Thanks everyone. After work I ran home and grabbed Robyn. We went and got a burger and ice cream, then ate by the water in the woods. We hiked for a little bit, then I took her swimming. We are home resting, then we will go for a nice walk around the neighborhood. She loves going out And she loves spending time with me, as I do with her. She is so special to me

Ok where are we going?


Just enjoying the beautiful breeze


I think she would have jumped in if I let her..
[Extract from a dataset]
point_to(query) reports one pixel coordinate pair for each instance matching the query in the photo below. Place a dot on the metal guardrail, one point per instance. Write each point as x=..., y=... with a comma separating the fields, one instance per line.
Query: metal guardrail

Silly pup diving for the ball..


Robyn's new friend..a sweet boxer


Robyn is like lets go....She doesn't go to far away and is always checking in!


----------



## Apoolutz (Jan 19, 2013)

Happy Birthday beautiful girl!! Loved your pictures


----------



## Loneforce (Feb 12, 2012)

Happy Birthday!!


----------



## Lobo dog (Sep 19, 2014)

Love all the photos! Happy Birthday Robin! :cake:


----------



## mspiker03 (Dec 7, 2006)

Happy birthday to Robyn - she has the same bday as my Leyna


----------



## Daisy&Lucky's Mom (Apr 24, 2011)

Happy Belated Birthday Robyn. Love the pictures of her especially she Misty and Tannor on the couch.


----------